You should avoid cutting the vein. Just place the tip of the claw into the center of the clippers, and squeeze the handles together. While this may scare your parakeet a little, don't worry, it doesn't hurt him a bit to have his nails clipped!
What If You Cut a Vein?
If you accidentally cut a vein, put some styptic powder (can be purchased at pet stores), cornstarch (baby powder), or some flour in the palm of your free hand, and dip the bleeding nail in it. It will help stop the bleeding. Generally, the nail bed will heal and your parakeet will be okay! But if the bleeding does not stop, you will need to take your parakeet to the vet with urgency.
Step 3: Release Your Parakeet
After you've clipped all of your parakeet's claws, you're finished! Simply release him from your grasp. He will recover very quickly from any stress he may have been experiencing just moments ago. You will need to repeat this process every time you notice his claws getting too long.

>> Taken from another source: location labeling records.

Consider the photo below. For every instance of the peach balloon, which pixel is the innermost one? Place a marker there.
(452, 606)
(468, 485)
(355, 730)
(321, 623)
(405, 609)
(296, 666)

I have to clip my parakeet's claws every couple of months, or so. It just depends on how fast they grow, and how well they are being filed down naturally between clippings. If this seemed a little bit scary, don't worry. It will get easier every time you try. You will get more comfortable with the process, and become more confident that you won't hurt your parakeet. Just keep at it. If you have any questions or run into any problems, give your local veterinarian a call for some advice. Good luck!
This article is accurate and true to the best of the author’s knowledge. It is not meant to substitute for diagnosis, prognosis, treatment, prescription, or formal and individualized advice from a veterinary medical professional. Animals exhibiting signs and symptoms of distress should be seen by a veterinarian immediately.